The Association's mission is to enhance our member's careers as travelers, and to improve conditions in the entire industry. This initiative to improve skills checklists is one building block of our mission. Currently, there are no excellent skills checklists out there. None! Pretty amazing that we have to save agencies from themselves.
Many agencies are already fine with travelers using their own skills checklists, and the Association plans to specifically identify both those agencies, and agencies who adopt using the Association designed skills checklists (as well as other "best practices", such as fair and well written contracts) to aid travelers seeking agencies.
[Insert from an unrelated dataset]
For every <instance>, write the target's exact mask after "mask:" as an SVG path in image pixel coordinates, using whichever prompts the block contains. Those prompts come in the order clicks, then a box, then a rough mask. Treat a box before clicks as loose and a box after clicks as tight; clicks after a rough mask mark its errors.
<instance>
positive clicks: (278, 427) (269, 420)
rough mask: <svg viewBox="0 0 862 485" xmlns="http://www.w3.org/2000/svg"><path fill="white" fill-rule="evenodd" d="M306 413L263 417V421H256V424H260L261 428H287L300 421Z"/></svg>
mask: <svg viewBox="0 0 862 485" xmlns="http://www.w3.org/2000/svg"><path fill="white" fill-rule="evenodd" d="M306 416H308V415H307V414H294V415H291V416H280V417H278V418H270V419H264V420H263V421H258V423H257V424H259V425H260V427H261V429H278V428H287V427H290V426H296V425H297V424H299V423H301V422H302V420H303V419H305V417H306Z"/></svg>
We will in fact encourage agencies to use Association skills checklists and will leave room on them for their logo.
We're looking for volunteers in every specialty, both nursing and allied health to help develop fresh cleanly written and presented skills checklists. There is room for all willing to put in a few minutes or hours. Please email us with your specialty and any questions. We can provide coordination and direct assistance for your specialty. The project is basically quite simple, although may take a bit of time. Look at existing skills lists, select good items, discard bad ones, add needed ones, and pare the whole thing down to 75 items or less and place items in relevant categories.
We have a good collection of existing agency skills checklists to send you. And a more specific set of criteria to guide your efforts. And, very exciting news, we have a technology sponsor who is donating time to create finished documents for us. The finished skills checklists will be available to all to download without charge, and volunteers who contributed their time will be credited. You will also receive the title of Professional Credentials Committee Member to enhance your resume.